Shiny Shoes and Other Things You Think Are Important But Aren’t
If you have been around for a while, you might remember reading a post I wrote about how I got fired from a bakery for my lack of customer service skills aged 15. You may also remember reading how I had read every book about what to do to make a good impression at work but even this didn’t save me. The thing was I thought a whole bunch of stuff was really important to making a good impression with the boss and it wasn’t important at all.
For example I was obsessed with the fact that my shoes must be shined and polished at all times. Every single day before I started my shift I shined and polished my shoes. I specifically remember the one day I ran out of polish and couldn’t get more in time for my shift. I was in total panic mode and spent the whole shift thinking the manager was going to notice that my shoes hadn’t been polished. Ridiculous right? I’m betting that manager never even noticed what colour my shoes were let alone whether they had been polished or not.

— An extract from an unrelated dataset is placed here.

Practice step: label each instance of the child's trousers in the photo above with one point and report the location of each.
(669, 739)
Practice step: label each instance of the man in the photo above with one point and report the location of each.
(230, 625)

The thing is there is a whole bunch of stuff we are taught that is vital to making a good impression on the job but most of it is bullsh*t. The truth is that the ability to get along with others will go a hell of a lot further than your shiny shoes in any industry. So let’s take a look at some of the things we often think are super important, but aren’t really.
The Right Lingo – When you first start a new job there will be key phrases everyone in the office seems to use but which don’t just roll of your tongue………yet. You may believe that you need to start speaking exactly the same lingo straight up but this is crap. If you start using ‘their’ words before it becomes natural you will sound stilted and unnatural so stop trying to parrot the rest of the team and be yourself.
Knowledge – Yes, your knowledge is important but you don’t have to know absolutely everything. If you are not sure of something it’s perfectly OK to ask for help. In fact asking for help makes the person you ask feel special so it’s the perfect way to build those productive working relationships. Just don’t go to the same person each time.
Perfectionism – Take this one too far and it not only becomes unimportant but can seriously alienate your coworkers and your boss. You work doesn’t have to be perfect. It has to be quality and it has to meet deadline. Missing a deadline because it isn’t perfect will get you in trouble fast. And do you want to know how to seriously piss off your co-workers? Critique their work without being asked. They don’t have to be perfect either and it’s not your job to manage them (unless you actually happen to be their Manager).
That’s the top three areas that I see clients struggle with when it comes to making a good impression on the job. Please try to remember that your ability to get along with and build rapport with your coworkers and management trumps all of these. So try to focus on building those relationships early.